Yeah...me neither. :lol:


----------



## taddy1340 (Dec 10, 2004)

njsimonson said:


> Missing the old center fielder in the Metrodome???
> 
> Name Avg HR RBI Runs SB Hunter .275 6 25 26 5 Gomez .293 4 22 31 17
> 
> ...


I wondered how it was working out...more production at a much lower price. He seems to be a great fielder as well. I don't watch the Twins so how do they compare as far as range in center?


----------



## djleye (Nov 14, 2002)

You forgot price!!

Hunter- Seventy five gazillion
Gomez- Twelve gazillion

Now it really sounds better.
Don't get me wrong, Tori seems like he would have been great in the locker room with this young crew, but at the price he got, they could not have kept him!!!


----------



## 870 XPRS (Mar 12, 2003)

Hunter: $16,500,000

Gomez: $395,000

That's a pretty sizeable difference.


----------



## hunter121390 (Nov 7, 2006)

870 XPRS said:


> Hunter: $16,500,000
> 
> Gomez: $395,000
> 
> That's a pretty sizeable difference.


wow. sounds like a good deal.


----------



## smalls (Sep 9, 2003)

870 XPRS said:


> Hunter: $16,500,000
> 
> Gomez: $395,000
> 
> That's a pretty sizeable difference.


smalls: $7.25/hr

Just think how big of a value it'd be if I were the Twins' CF.


----------



## djleye (Nov 14, 2002)

Not with your speed!!!!! :eyeroll:

Or lack thereof!!!! :lol: :wink:


----------



## smalls (Sep 9, 2003)

djleye said:


> Not with your speed!!!!! :eyeroll:
> 
> Or lack thereof!!!! :lol: :wink:


What?

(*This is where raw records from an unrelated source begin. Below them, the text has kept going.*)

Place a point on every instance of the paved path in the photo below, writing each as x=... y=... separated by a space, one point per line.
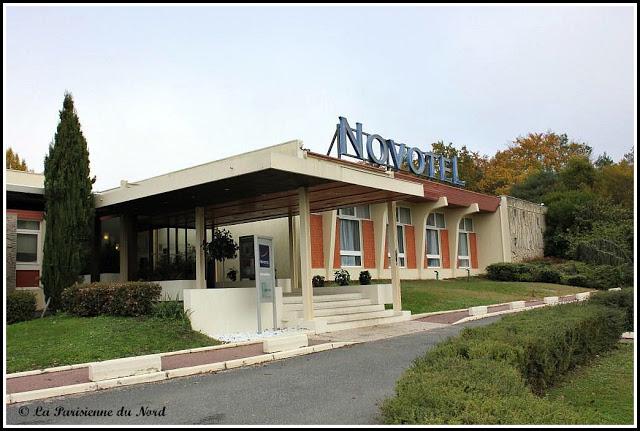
x=341 y=386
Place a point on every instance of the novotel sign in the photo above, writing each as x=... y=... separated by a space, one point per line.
x=388 y=153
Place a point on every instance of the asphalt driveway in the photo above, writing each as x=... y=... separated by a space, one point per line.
x=342 y=386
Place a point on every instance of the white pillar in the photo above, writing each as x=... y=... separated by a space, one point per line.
x=123 y=248
x=293 y=262
x=305 y=254
x=200 y=238
x=392 y=232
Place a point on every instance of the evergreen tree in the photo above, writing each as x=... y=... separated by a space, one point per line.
x=69 y=205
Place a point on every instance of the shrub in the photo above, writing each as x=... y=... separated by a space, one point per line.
x=579 y=280
x=365 y=277
x=507 y=271
x=317 y=281
x=606 y=276
x=546 y=275
x=21 y=306
x=170 y=309
x=622 y=299
x=479 y=391
x=115 y=299
x=342 y=277
x=490 y=375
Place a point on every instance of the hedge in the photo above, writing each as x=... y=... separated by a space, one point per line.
x=491 y=375
x=571 y=273
x=111 y=298
x=622 y=299
x=454 y=391
x=21 y=306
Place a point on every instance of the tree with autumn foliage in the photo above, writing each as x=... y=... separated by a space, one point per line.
x=471 y=164
x=13 y=161
x=528 y=155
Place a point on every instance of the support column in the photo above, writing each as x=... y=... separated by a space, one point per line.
x=293 y=267
x=392 y=233
x=305 y=253
x=95 y=255
x=200 y=238
x=124 y=248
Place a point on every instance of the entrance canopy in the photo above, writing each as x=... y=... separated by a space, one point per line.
x=259 y=185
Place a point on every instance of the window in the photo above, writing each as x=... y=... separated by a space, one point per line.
x=465 y=226
x=435 y=222
x=350 y=234
x=403 y=217
x=27 y=233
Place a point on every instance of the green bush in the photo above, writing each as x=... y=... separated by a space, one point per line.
x=490 y=375
x=342 y=277
x=579 y=280
x=507 y=271
x=365 y=277
x=545 y=275
x=622 y=299
x=170 y=309
x=456 y=391
x=317 y=281
x=114 y=299
x=21 y=306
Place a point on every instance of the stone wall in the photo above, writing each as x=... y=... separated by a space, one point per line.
x=11 y=252
x=526 y=229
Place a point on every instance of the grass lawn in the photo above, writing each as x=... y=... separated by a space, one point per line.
x=424 y=296
x=602 y=391
x=64 y=340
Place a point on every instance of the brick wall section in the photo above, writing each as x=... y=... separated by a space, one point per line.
x=336 y=250
x=10 y=244
x=410 y=246
x=473 y=250
x=526 y=229
x=444 y=248
x=368 y=245
x=317 y=253
x=27 y=278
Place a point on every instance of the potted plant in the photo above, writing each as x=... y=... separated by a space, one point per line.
x=317 y=281
x=221 y=248
x=342 y=277
x=232 y=274
x=365 y=277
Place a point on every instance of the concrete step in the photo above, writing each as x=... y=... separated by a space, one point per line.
x=292 y=314
x=323 y=312
x=329 y=304
x=357 y=316
x=340 y=326
x=323 y=298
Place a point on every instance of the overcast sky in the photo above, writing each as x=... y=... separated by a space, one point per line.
x=162 y=88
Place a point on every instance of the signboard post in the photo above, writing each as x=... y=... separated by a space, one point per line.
x=265 y=276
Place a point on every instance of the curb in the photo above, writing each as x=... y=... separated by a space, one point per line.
x=38 y=394
x=433 y=313
x=87 y=364
x=497 y=313
x=517 y=310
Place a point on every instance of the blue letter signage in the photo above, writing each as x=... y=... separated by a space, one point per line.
x=386 y=152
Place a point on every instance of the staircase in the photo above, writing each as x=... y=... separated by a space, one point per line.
x=340 y=311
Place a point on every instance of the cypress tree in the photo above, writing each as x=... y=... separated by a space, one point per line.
x=69 y=206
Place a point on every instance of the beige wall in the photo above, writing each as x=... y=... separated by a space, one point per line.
x=489 y=229
x=10 y=244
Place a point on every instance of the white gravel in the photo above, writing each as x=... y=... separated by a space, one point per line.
x=250 y=336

Lack thereof!?!

They won't even let me jog through the badlands because my speed is so blazing!

I'm so fast that cheetahs send me fan mail. I'm so fast I can go first to third on a bunt!


----------



## smalls (Sep 9, 2003)

I'm so fast I can score from 2nd base on a sac fly....

Wait, that's Go-Go Gomez!


----------



## 870 XPRS (Mar 12, 2003)

Keith is so fast he can "score" twice before his wife even had an inkling that they had sex!!

...sorry buddy, it was there for the taking


----------



## 870 XPRS (Mar 12, 2003)

...actually my apologies for that statement, that was way below the belt and completely uncalled for.


----------